Note
Go to the end to download the full example code.
Comparison with the python-dro package#
TLDR
A new toolbok appeared for general DRO. Their support for Wasserstein
ambiguity sets is limited to certain specific models; SkWDRO is thus
complementary to it.
In the intersection of our two playgrounds, one can find (regularized) WDRO
linear regressions. So we run a quick comparison notebook below.
In short: both get similar accuracy performances, but SkWDRO often yields
similar or better running times.
In December 2023, the library python-dro was released by a team of experts of Distributionally Robust Optimisation. It tackles a very wide range of ambiguity sets (for Maximum-Mean-Discrepancy, KL, etc). They propose both the Wasserstein ambiguity set as well as its Sinkhorn-regularized counterpart.

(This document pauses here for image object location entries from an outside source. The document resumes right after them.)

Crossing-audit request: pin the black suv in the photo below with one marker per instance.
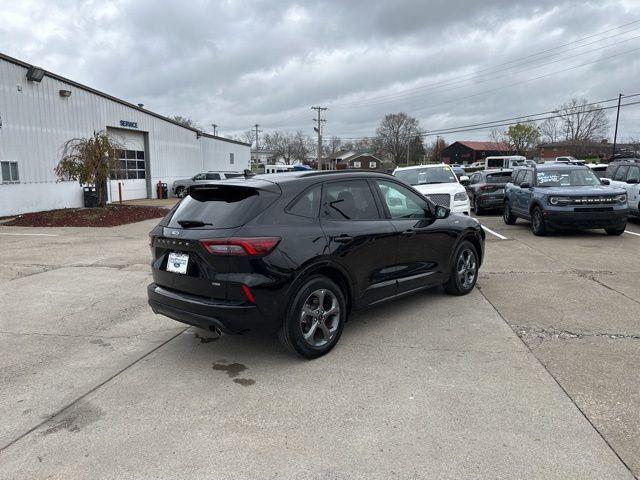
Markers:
(486, 189)
(293, 253)
(564, 195)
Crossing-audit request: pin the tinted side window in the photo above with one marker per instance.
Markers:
(621, 174)
(307, 204)
(349, 200)
(517, 177)
(402, 202)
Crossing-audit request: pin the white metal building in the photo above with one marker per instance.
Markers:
(38, 117)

The version 0.3.3 of their repository is limited to what follows:
for WDRO: only for linear models, and for specific neural networks under \(W_\infty\) uncertainty (i.e. adversarial attacks, of the same flavor as so-called “fast-gradient-sign attacks”),
for Sinkhorn-regularized-WDRO: only for linear models
This example notebook illustrates the use of the skwdro.linear_models.LinearRegression side to side with the (KL-regularized or not) version of WDRO implemented by the python-dro library.
The aim is to illustrate the two libraries on the intersection of their application
domains.
import timeit
import subprocess
import tqdm.auto as tqdm
import matplotlib.pyplot as plt
import numpy as np
import pandas as pd
from sklearn.datasets import make_regression
from sklearn.preprocessing import minmax_scale
from sklearn.model_selection import train_test_split
from sklearn.metrics import mean_squared_error
from sklearn.utils import check_X_y
from dro.linear_model.wasserstein_dro import WassersteinDRO
from dro.linear_model.sinkhorn_dro import SinkhornLinearDRO
from skwdro.linear_models import LinearRegression
Problem setup#
# Total number of samples: chosen to be a bit prohibitive for SVM-like kernel methods (would deserve a separate analysis)
n = 512
# "Low"-dimensional setting to avoid this notebook to run for unreasonable amounts of time.
d = 4
n_train = int(np.floor(0.8 * n)) # Number of training samples: 80% of dataset
n_test = n - n_train # Number of test samples
# Generate some data
X, y, *_ = make_regression(n_samples=n, n_features=d, noise=50, random_state=0)
assert isinstance(X, np.ndarray)
# Normalize the data
X = minmax_scale(X, feature_range=(-1, 1))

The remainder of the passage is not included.